# Run-time Voltage Hopping for Low-power Real-time Systems

Seongsoo Lee and Takayasu Sakurai

Center for Collaborative Research and Institute of Industrial Science University of Tokyo, Japan

{cupid,tsakurai}@iis.u-tokyo.ac.jp

# **Abstract**

This paper presents a novel run-time dynamic voltage scaling scheme for low-power real-time systems. It employs software feedback control of supply voltage, which is applicable to off-the-shelf processors. It avoids interface problems from variable clock frequency. It provides efficient power reduction by fully exploiting slack time arising from workload variation. Using software analysis environment, the proposed scheme is shown to achieve 80~94% power reduction for typical real-time multimedia applications.

## 1. Introduction

Over the past several years, reduction of power consumption has been emerged as a key technology in VLSI system design, especially for portable and battery-powered systems such as a digital cellular phone. *Dynamic voltage scaling* (DVS) [1] is one of the most promising approaches in power reduction, where supply voltage can be dynamically reduced to the lowest possible extent that ensures proper operation, when the required performance of the target system is lower than the maximum performance. Significant power reduction is possible with the DVS scheme, since dynamic power of CMOS circuits, which dominates total power consumption, is proportional to the square of the supply voltage.

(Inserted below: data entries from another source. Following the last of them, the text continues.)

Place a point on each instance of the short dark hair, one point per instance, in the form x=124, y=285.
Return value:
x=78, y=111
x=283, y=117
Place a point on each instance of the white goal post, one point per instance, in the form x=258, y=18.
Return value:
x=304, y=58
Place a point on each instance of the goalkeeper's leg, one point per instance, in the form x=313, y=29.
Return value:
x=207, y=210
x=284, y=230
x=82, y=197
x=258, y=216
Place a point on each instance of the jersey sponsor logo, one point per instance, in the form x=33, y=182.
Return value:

Recently, extensive studies have been carried out on the hardware implementation of the DVS scheme [2][3]. A ring oscillator, which is a replica of the critical path of a system under consideration, is used to model the CMOS circuit delay for given supply voltage. Output frequency of ring oscillator is compared with desired clock frequency, and supply voltage is adjusted by frequency-voltage feedback loop [2]. However, this hard-wired approach does not provide efficient control of supply voltage, because voltage-frequency modeling of critical path as ring oscillator is not accurate, nor flexible. Furthermore, this approach cannot be applied to off-the-shelf processor, because critical path is not accessible outside of the chip.

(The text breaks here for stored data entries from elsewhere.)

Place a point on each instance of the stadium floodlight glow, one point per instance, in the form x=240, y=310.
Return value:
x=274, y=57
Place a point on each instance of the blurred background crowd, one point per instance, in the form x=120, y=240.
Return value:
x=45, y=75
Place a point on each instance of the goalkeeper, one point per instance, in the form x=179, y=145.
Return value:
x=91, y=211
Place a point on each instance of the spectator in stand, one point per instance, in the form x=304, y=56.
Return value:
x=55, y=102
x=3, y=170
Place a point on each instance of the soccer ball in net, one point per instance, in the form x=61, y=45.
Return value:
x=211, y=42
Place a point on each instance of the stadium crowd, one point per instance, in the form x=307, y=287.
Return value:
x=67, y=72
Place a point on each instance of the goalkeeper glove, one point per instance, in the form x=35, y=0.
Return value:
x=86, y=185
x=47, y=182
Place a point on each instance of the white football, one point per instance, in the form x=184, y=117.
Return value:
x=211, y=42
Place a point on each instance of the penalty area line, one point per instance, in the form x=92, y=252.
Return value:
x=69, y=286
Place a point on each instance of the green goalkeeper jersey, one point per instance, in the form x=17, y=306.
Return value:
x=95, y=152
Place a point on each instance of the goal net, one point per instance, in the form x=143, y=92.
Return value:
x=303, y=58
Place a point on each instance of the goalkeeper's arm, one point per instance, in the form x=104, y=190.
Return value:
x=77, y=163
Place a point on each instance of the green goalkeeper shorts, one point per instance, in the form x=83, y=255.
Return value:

Moreover, in the DVS scheme, system clock frequency can have arbitrary values, which may cause interface problems to exchange data. Especially, this interface problem becomes serious for peripherals or other systems at different clock frequencies.

Another important issue in the DVS scheme is voltage scheduling, i.e. how to determine and schedule the supply voltage for efficient power reduction. Various voltage scheduling methods [4]-[7] have been proposed for real-time systems, based on the following observations.

In real-time systems, the utilization of the processor is frequently less than 1 even if all tasks run at their worst-case execution time (WCET), meaning that there is always some slack time. Moreover, workload of each task may vary from time to time, which results in another kind of slack time. These slack times can be exploited to lower the supply voltage. In this paper, we denote them as worst-case slack time and workload-variation slack time, respectively.

However, most of the conventional voltage scheduling methods [4]-[6] exploit only worst-case slack time for power reduction, since they assume that all tasks run at their WCETs. This is overcome by Shin and Choi [7] where both worst-case and workload-variation slack times are exploited. Nevertheless, this approach cannot fully exploit workload-variation slack time, because it controls supply voltage on task-by-task basis.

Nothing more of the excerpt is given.